Bob Ewell, in the eyes of the town is the lowest of the low but inherent racism tops even this and Tom Robinson in the ‘court’ of Maycomb is guilty before the trial starts. The judge sets Atticus to defend Tom as he knows Atticus to be an honest man who will not just put on a show of defence but the real thing; that is exactly what Atticus does. Scout, Jem and Dill, unbeknownst to Atticus, watch the whole trial from the ‘coloured gallery’, where they are brought to the front, known as they are to be Calpurnia’s charges and Atticus’ children. One thing that shocks white sensibilities at the trial is that Tom admits he felt sorry for Mayella being forced to look after her many siblings and her unpleasant father when her mother dies. In a segregated world how dare a black man have the temerity to feel sorry for a white man; even a Ewell. Even though it becomes obvious that Tom was physically incapable of giving Mayella the beating she received (he has a withered arm) the jury, after a very long deliberation, still finds him guilty.

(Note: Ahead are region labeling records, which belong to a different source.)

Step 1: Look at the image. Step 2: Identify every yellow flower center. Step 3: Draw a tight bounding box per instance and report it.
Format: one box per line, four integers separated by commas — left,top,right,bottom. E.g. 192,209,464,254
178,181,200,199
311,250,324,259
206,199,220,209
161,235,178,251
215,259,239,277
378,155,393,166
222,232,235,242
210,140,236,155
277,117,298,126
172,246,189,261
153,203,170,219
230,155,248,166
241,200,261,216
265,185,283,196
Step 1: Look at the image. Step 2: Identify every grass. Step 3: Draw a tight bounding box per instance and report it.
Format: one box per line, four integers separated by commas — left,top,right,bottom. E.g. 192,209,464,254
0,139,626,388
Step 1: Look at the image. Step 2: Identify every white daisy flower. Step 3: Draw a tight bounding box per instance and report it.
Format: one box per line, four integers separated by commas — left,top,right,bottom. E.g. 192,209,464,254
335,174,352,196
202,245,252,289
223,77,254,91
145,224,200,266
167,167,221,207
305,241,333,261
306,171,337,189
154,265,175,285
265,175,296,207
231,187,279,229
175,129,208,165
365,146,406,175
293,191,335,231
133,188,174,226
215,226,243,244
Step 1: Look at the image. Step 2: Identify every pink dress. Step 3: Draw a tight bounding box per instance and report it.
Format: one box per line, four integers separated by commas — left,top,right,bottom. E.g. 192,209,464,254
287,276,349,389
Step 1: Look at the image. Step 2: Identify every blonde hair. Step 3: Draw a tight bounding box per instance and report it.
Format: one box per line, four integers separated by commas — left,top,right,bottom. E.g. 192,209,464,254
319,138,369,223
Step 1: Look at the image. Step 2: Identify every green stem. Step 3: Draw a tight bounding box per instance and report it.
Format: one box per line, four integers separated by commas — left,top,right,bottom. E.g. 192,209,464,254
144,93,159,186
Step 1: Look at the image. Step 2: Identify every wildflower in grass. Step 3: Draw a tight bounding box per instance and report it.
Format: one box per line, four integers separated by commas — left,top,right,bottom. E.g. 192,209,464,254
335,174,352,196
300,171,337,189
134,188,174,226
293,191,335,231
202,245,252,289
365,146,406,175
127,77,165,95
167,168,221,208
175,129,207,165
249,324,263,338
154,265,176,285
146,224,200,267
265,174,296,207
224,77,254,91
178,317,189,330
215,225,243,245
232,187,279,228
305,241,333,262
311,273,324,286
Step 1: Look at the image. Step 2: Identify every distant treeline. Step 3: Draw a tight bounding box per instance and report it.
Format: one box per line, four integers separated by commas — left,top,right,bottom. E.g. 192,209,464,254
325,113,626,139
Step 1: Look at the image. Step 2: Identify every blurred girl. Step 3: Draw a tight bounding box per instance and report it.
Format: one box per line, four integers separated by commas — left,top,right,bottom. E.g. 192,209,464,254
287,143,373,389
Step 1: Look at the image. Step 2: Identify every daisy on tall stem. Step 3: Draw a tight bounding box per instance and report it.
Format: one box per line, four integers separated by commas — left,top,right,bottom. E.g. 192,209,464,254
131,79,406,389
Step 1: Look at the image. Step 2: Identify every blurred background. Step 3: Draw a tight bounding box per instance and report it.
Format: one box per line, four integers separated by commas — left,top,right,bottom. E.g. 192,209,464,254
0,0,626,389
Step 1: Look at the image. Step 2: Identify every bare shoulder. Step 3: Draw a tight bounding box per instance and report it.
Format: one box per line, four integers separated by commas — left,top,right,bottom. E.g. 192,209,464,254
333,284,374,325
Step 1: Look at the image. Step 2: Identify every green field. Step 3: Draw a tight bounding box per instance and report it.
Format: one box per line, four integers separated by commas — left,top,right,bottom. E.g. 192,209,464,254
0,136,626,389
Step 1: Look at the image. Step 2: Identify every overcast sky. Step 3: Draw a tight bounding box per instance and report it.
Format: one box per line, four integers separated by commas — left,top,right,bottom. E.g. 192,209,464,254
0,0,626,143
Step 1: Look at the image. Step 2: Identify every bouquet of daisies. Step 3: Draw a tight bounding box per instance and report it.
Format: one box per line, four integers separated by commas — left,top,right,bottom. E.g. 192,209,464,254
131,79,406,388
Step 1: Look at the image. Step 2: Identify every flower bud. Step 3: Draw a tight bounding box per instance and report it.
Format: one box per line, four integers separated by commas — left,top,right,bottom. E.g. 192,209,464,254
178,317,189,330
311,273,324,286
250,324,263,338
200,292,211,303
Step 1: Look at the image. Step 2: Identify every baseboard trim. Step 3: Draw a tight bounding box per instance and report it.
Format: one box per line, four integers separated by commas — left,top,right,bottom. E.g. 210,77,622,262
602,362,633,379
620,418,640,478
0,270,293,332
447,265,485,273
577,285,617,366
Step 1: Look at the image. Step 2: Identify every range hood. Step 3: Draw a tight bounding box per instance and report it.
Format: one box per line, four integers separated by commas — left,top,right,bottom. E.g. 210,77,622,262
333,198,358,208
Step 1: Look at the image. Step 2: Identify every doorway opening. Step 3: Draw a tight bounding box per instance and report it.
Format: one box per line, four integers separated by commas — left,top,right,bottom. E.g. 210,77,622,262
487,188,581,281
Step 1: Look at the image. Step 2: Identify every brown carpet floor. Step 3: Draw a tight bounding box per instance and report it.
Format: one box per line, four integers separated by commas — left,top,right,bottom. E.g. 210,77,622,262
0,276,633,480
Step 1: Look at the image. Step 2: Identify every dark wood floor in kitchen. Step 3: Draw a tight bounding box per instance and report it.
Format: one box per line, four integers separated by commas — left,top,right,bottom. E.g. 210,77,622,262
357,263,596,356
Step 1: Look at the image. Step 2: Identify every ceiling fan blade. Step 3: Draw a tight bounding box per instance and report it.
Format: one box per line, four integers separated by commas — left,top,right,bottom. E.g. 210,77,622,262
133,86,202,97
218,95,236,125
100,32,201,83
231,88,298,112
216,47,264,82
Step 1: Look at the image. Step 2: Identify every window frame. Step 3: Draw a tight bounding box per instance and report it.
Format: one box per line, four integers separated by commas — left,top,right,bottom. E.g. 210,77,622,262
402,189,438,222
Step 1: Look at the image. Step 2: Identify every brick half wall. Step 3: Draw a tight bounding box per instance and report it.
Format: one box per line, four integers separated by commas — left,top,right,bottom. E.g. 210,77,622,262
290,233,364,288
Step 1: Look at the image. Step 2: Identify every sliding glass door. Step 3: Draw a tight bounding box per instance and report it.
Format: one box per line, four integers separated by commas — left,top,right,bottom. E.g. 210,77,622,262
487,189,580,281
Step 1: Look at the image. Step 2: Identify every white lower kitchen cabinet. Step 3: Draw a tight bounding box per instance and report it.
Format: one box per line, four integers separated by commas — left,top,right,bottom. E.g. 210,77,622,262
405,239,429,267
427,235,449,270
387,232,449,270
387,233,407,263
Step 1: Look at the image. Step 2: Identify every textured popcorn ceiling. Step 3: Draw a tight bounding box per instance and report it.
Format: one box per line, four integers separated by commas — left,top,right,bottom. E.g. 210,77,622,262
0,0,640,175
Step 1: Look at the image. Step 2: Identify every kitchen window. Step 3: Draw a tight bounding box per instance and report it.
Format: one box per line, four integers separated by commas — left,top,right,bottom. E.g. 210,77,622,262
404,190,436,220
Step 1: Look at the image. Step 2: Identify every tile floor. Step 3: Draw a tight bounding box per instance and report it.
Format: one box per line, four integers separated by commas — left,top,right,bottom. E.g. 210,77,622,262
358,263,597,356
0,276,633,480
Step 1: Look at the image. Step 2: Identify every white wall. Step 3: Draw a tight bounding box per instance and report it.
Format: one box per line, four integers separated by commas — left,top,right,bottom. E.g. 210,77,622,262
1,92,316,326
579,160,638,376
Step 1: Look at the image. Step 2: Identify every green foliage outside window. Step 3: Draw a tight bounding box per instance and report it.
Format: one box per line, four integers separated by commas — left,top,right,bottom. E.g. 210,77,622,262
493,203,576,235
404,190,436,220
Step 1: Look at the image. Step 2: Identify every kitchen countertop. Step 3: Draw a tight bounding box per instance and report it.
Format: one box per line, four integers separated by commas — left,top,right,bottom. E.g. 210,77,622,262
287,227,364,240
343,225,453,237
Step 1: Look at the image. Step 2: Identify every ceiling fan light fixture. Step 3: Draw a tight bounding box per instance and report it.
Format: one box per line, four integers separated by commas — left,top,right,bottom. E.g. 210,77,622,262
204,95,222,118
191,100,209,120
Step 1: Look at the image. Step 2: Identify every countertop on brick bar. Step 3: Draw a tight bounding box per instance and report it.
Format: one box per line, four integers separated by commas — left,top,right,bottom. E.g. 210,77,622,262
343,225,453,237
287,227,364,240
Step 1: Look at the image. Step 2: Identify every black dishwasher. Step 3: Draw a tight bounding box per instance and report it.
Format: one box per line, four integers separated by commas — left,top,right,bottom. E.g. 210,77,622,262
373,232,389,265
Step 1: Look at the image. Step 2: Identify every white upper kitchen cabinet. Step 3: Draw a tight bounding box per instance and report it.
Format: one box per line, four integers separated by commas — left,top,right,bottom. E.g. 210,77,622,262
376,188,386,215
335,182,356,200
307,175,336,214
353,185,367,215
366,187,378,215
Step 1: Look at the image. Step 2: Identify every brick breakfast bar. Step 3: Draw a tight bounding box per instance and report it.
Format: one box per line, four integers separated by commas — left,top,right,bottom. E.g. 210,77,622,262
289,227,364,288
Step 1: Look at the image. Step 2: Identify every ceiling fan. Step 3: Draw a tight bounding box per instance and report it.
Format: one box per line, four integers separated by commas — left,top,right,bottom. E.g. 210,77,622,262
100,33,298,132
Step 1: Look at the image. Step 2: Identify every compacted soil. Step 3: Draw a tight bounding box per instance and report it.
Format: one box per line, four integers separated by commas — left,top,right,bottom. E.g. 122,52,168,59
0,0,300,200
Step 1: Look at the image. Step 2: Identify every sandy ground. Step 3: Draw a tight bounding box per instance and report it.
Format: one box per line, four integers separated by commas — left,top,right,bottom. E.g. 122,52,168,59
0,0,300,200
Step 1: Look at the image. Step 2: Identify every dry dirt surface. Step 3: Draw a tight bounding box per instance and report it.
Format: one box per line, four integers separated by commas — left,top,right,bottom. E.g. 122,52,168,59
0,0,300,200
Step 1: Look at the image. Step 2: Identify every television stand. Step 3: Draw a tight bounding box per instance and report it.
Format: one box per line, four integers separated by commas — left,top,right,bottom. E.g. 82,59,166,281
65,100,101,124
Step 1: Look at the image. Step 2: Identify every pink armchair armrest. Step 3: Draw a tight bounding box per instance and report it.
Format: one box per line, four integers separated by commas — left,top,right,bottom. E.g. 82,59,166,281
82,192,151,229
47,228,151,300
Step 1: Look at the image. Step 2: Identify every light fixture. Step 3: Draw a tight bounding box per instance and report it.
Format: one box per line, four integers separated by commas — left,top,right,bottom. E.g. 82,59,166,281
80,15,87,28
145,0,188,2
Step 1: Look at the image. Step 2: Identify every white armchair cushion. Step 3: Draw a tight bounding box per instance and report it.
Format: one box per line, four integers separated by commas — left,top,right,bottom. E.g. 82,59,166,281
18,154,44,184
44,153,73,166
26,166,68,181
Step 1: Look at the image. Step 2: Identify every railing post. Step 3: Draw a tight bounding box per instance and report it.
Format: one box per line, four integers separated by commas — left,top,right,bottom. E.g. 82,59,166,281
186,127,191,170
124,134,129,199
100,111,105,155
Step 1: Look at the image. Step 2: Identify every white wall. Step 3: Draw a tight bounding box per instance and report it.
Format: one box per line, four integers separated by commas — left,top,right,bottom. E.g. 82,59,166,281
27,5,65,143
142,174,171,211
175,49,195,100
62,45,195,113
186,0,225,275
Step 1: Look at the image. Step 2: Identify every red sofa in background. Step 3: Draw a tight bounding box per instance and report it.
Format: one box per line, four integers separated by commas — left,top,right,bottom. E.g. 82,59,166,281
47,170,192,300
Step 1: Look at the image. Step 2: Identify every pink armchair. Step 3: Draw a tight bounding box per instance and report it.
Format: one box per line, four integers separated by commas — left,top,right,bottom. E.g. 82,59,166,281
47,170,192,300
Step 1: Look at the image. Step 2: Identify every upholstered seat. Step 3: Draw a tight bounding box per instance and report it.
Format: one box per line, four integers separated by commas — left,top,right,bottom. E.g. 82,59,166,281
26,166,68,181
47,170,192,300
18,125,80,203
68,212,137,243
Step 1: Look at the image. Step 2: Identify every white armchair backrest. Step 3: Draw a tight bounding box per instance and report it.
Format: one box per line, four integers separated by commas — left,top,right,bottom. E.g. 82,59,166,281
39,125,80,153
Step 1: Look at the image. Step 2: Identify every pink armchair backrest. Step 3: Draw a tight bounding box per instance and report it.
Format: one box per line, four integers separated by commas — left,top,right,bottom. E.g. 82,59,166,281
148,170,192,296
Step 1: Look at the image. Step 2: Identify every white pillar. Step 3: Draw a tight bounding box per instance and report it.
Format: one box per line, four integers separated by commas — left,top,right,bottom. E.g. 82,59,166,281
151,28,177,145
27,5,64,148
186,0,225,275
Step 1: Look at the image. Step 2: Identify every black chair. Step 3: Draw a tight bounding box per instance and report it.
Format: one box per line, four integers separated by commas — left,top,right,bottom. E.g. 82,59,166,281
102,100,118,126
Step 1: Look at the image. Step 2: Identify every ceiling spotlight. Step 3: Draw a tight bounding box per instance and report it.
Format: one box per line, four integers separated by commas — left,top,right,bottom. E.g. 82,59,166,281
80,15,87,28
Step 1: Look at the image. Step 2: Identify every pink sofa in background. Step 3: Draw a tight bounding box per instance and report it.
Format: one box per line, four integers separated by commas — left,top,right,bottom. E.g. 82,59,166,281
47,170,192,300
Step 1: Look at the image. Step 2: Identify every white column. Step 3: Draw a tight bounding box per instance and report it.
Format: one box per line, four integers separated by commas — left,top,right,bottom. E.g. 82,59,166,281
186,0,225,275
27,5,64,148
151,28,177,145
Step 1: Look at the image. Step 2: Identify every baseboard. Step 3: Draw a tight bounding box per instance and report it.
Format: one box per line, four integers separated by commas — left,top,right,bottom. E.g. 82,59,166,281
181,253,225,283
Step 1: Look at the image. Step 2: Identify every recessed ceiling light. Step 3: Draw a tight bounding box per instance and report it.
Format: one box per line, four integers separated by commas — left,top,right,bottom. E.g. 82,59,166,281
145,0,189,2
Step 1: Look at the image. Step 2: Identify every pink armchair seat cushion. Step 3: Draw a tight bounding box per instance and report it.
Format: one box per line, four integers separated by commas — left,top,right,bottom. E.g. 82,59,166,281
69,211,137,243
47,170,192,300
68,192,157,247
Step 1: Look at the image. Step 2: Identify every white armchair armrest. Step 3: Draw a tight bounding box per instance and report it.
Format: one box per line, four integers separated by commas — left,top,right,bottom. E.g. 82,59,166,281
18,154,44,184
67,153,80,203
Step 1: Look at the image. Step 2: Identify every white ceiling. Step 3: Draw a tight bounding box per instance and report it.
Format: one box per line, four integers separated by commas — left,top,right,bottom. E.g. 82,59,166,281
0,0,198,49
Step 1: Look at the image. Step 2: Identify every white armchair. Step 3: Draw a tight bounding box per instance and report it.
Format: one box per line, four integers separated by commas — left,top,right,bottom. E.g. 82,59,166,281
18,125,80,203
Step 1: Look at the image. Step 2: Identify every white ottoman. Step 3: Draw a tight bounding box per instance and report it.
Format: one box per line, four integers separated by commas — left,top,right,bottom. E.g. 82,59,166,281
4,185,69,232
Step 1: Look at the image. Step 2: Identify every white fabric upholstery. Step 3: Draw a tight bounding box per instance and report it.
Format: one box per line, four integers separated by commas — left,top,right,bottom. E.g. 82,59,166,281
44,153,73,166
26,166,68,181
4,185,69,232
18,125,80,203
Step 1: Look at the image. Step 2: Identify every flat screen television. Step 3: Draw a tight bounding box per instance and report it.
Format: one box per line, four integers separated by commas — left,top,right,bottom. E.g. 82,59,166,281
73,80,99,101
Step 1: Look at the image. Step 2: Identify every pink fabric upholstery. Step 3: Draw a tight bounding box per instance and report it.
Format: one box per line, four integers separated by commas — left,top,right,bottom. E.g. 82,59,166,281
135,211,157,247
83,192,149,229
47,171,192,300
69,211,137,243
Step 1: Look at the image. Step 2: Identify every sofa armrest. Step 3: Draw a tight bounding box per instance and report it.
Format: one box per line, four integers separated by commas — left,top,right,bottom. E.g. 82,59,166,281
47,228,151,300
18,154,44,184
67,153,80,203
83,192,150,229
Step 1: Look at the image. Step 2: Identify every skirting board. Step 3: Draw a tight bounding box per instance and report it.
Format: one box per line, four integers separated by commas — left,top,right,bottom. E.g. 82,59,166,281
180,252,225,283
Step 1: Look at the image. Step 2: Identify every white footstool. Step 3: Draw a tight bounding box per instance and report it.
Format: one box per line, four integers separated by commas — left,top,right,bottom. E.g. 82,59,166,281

As the story progresses there are things we discover and consider. This is where reading this book as an adult gives you a different perspective; the lessons are the same, just in sharper focus.

Prejudice of all kinds, be it based on religion, skin colour, age or anything else, is abhorrent.

This is something left for the reader to infer from the many characters in the book. As Miss Maudie says “Sometimes the Bible in the hand of one man is worse than a whisky bottle in the hand of (another)... There are just some kind of men who're so busy worrying about the next world they've never learned to live in this one, and you can look down the street and see the results.”

Atticus, when discussing the court-room verdict, says to Jem. “The older you grow the more of it you’ll see. The one place where a man ought to get a square deal is in a court-room, be he any colour of the rainbow, but people have a way of carrying their resentments right into a jury box. As you grow older, you’ll see white men cheat black men every day of your life, but let me tell you something and don’t you forget it – whenever a white man does that to a black man, no matter who he is, how rich he is, or how fine a family he comes from, that white man is trash.’

The majority of people are good at heart. As Scout says to Atticus after realising that Arthur Radley saved her. “Atticus, he was real nice." "Most people are, Scout, when you finally see them.”

There are so many things to take from this book. Not least the realisation that although laws may change, attitudes passed from generation to generation of people needing to find a scapegoat for their own failings, will be hard to change. The end of the Civil War and the American government’s inability to deal with the problem of how to integrate slaves into society, is a harvest still being reaped to this day. ‘Forty Acres and A Mule’ for liberated slaves, meant that someone somewhere, felt aggrieved that they were not included, particularly poor whites. The descendants of Bob Ewell were to be found at the Capitol on January 6th and it is no coincidence that the Confederate flag was much in evidence on that day.

To Kill a Mockingbird is an easy read, just right for a teenage mind needing a story that pulls you along but it is of course so much more than that. I hope I have inspired you to get back to it and give it another viewing; you will not be disappointed.

To Kill a Mockingbird is published by Cornerstone.